Why Hong Kong is in a sweet spot to harness Chinese biotech listings
Biopharmaceutical firms from China and the wider region could be attracted by Hong Kong stock exchange’s relaxed listing rules, but there are fears the professionals needed to support such an ecosystem is not fully established
Hong Kong will be well placed to help biotech companies from China raise funds if the city’s bourse goes ahead with its plan to allow firms with no revenues to list, but it will take years before the city can become a credible investment centre for the emerging sector.
As such firms were not allowed to list in the past, there is concern that expertise and experience among local investors, research analysts, bankers and stock market regulators may not be sufficient to cope with the needs of the slew of new listings that will come once the floodgates are opened for biotech companies, industry practitioners said.
“Since Hong Kong hasn’t allowed pre-revenue biotech listings before, it takes time for the market to accumulate the knowledge and experience to become a real investment hub for the sector,” said Brian Gu, chairman of Asia-Pacific investment banking at JP Morgan, who has a PhD in biochemistry.

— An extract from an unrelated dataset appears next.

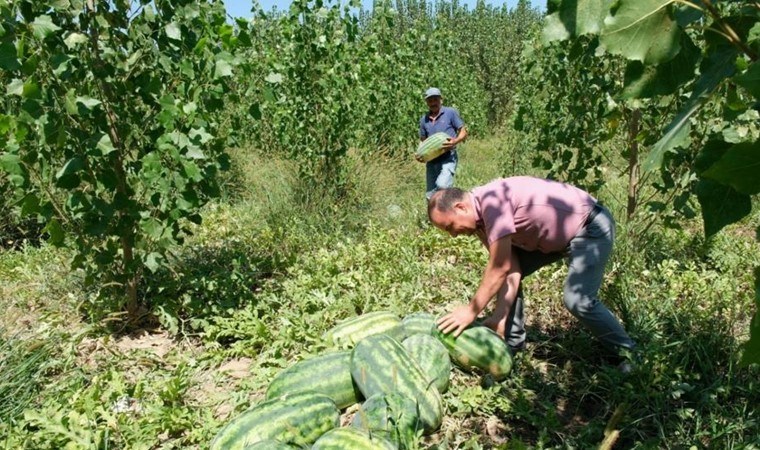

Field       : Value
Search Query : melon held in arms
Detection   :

“It took the US equity market nearly 20 years to build up a sophisticated investor base for biotech firms … Hong Kong’s process will be shorter since markets are moving much faster nowadays.”
Hong Kong Exchanges and Clearing, the city’s bourse operator, last month said it plans to allow drug discovery firms that have yet to record any revenue to list as part of wider reforms to attract more firms in the technology and “new economy” sectors to raise funds in the city.